The day I finally got my remission papers, I felt like I had conquered the world. I drove home, my bald head covered by a cheap blue knit scarf. I was ready to celebrate. I thought maybe we could finally take that trip.
But when I opened the front door, the house was dead silent.
I walked into our bedroom. David’s closet doors were wide open. Every single hanger was empty. His shoes were gone. The dresser drawers were pulled out, cleared of his socks and t-shirts. There was a single sheet of paper on the kitchen island.
“I can’t do this anymore, Sarah. You’re not the woman I married. I need to live my life.”
I found out a week later from our neighbor. He hadn’t just left. He had moved into a luxury apartment downtown with Chloe. She was 28. A personal trainer at the gym where David spent his evenings while I was throwing up in our bathroom. He left me with $40,000 in unpaid medical bills. The insurance had covered some, but the copays were suffocating. I had to take out a second mortgage on our small house just to keep from being evicted.

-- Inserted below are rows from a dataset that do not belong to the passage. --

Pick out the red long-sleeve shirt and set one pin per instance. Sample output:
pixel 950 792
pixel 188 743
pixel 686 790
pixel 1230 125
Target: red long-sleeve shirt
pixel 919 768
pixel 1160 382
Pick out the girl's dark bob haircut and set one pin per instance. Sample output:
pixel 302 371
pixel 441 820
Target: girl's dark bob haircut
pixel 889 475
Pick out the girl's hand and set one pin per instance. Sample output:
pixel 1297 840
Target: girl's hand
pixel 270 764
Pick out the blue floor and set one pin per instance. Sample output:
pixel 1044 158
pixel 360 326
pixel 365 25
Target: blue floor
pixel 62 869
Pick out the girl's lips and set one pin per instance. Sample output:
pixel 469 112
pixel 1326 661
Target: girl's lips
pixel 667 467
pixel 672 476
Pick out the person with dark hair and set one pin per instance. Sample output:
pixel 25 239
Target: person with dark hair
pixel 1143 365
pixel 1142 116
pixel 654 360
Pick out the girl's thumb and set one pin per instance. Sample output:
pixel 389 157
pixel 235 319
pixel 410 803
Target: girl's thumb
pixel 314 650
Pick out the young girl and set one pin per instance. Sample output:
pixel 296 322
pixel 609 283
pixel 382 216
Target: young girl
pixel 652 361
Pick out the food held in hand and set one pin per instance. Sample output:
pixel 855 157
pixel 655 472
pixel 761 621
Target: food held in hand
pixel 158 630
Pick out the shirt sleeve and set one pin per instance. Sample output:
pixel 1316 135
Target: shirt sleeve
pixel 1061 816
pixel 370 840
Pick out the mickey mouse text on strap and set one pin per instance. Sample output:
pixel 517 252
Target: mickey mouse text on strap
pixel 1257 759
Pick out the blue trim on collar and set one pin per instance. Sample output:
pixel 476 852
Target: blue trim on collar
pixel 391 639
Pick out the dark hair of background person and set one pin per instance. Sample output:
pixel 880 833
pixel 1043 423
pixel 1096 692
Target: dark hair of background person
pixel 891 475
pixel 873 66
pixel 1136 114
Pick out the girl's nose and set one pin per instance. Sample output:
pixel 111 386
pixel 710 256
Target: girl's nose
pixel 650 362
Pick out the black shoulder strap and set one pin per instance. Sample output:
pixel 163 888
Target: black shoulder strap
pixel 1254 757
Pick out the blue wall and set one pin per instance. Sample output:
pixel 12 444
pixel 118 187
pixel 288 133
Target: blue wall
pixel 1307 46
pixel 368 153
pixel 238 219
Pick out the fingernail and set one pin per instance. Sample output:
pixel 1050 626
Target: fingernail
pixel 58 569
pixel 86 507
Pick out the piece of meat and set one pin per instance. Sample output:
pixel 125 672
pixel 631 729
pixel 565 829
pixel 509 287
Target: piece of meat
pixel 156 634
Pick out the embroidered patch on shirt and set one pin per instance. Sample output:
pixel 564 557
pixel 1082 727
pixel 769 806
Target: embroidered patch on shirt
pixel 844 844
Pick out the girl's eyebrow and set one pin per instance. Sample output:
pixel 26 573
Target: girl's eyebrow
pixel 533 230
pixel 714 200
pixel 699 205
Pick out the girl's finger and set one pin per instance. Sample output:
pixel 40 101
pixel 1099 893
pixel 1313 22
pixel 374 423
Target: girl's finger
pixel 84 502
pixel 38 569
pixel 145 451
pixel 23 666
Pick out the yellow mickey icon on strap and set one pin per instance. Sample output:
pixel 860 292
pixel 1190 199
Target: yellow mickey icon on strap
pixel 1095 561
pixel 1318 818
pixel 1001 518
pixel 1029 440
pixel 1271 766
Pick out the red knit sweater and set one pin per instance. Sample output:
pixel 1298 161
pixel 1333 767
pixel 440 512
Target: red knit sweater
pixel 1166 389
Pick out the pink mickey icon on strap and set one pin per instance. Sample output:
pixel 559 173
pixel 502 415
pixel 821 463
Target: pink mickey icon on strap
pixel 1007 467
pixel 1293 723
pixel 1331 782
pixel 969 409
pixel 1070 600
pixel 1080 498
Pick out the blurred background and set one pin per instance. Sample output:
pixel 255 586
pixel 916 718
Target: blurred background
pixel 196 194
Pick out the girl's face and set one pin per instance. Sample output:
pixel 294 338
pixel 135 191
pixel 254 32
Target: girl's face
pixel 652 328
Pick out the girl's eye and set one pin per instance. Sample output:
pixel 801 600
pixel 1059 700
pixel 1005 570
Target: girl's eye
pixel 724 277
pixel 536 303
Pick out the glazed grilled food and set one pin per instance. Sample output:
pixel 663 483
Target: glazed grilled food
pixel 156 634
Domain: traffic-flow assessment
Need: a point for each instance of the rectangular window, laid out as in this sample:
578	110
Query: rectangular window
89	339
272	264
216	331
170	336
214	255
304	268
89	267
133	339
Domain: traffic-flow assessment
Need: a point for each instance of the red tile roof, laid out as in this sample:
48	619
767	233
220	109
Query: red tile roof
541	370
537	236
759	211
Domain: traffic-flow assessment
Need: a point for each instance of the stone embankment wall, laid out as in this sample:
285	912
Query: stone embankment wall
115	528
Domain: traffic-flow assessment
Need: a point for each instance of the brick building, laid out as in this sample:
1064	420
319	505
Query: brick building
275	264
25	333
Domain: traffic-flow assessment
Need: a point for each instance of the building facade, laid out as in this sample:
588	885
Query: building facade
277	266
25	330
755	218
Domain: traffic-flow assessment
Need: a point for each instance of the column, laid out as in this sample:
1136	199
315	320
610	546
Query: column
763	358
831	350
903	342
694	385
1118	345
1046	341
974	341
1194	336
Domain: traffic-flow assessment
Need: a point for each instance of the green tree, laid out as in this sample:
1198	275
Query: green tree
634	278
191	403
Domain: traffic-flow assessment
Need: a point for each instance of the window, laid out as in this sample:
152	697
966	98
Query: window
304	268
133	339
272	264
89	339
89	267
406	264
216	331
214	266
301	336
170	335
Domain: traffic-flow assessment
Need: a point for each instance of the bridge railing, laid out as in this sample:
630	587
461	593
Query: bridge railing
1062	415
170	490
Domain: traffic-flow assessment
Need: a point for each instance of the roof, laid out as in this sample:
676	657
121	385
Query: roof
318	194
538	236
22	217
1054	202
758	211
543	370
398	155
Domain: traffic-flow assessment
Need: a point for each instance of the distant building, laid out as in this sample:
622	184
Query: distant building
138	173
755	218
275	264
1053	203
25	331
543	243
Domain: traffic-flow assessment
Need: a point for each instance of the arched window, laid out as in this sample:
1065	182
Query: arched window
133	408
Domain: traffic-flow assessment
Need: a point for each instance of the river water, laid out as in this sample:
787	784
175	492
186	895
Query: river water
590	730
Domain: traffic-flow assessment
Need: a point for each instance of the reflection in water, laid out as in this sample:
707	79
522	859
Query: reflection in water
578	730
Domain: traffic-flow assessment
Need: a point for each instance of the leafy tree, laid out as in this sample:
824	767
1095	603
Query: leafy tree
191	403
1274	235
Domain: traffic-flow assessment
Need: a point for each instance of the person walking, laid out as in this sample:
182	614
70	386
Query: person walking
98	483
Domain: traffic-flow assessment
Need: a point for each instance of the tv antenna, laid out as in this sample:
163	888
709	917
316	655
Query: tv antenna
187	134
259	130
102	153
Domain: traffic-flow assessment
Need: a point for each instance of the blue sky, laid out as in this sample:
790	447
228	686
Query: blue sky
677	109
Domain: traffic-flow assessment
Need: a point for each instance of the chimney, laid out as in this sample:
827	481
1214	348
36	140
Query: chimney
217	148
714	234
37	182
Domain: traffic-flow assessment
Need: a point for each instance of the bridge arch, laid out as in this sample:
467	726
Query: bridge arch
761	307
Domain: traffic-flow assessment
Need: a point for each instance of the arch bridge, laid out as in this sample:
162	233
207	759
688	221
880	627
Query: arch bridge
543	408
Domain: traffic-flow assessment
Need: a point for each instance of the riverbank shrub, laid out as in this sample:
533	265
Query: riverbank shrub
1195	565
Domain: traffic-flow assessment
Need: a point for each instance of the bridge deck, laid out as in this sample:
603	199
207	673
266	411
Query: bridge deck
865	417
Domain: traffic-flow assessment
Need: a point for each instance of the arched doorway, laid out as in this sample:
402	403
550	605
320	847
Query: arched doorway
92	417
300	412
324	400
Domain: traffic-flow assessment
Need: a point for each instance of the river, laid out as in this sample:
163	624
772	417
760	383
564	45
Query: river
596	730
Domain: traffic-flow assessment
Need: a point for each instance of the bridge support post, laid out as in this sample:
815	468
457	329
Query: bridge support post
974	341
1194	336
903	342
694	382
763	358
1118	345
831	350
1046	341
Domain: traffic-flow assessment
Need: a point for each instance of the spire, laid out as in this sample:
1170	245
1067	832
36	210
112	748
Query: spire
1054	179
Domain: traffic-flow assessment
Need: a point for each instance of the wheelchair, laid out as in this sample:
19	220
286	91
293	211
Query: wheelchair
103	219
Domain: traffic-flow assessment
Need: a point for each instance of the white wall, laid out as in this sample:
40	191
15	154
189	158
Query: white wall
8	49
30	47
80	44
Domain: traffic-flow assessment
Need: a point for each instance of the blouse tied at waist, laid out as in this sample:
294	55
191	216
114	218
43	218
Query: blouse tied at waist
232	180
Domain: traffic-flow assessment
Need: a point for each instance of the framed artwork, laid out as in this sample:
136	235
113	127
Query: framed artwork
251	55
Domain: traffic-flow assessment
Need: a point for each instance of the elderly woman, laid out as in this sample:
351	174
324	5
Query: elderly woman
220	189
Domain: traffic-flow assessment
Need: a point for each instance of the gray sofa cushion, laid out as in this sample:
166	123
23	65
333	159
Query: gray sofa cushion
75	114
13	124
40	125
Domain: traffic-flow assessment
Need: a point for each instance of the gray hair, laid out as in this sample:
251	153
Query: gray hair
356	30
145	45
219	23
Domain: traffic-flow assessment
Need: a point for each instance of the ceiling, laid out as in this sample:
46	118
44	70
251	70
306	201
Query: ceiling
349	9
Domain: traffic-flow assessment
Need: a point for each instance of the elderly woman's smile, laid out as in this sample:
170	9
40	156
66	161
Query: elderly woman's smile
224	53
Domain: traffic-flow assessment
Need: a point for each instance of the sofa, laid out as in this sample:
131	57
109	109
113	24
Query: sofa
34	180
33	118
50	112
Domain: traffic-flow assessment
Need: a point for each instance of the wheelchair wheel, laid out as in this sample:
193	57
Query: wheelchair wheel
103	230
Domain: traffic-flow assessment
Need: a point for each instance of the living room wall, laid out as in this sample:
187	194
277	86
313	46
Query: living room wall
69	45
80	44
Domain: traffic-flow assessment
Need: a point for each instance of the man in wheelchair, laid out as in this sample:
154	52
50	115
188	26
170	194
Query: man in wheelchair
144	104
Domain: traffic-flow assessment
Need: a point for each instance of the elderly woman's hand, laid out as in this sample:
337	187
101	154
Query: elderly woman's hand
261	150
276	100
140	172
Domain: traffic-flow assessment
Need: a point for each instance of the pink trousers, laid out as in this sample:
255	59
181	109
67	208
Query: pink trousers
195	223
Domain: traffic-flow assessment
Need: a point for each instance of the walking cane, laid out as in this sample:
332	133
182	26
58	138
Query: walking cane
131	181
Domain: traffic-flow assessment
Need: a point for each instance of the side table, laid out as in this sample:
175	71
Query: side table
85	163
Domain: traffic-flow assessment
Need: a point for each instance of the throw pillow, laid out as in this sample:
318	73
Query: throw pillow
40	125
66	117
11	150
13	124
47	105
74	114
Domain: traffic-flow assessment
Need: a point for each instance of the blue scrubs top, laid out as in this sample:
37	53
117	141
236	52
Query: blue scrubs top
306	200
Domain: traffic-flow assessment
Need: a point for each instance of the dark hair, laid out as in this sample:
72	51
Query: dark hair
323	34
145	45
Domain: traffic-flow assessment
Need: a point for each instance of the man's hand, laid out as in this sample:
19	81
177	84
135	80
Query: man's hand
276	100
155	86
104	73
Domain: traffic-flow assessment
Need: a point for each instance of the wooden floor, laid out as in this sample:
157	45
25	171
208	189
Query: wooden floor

For two years, I lived in survival mode. I went back to work at the dentist’s office, filing insurance claims all day. I wore scarves until my hair grew back in thin, graying curls. Not once did David call. Not on my birthday. Not when my mother died that winter. The neighborhood ladies would see me at the grocery store and look away. They knew David was downtown, buying Chloe a brand-new Jeep. They had seen his Facebook posts.
I kept my blue spiral notebook on the kitchen table. But now, it wasn’t for grocery lists.
It was a log of my debts. Every penny I owed to the hospital, the bank, the credit card companies. I wrote them down in neat columns. It was my daily reminder of what he had done to me.
Then, on a Tuesday in November, my phone rang. An unknown number. I answered. It was a raspy, weak voice.
“Sarah? It’s David.”
My stomach dropped. I didn’t say anything.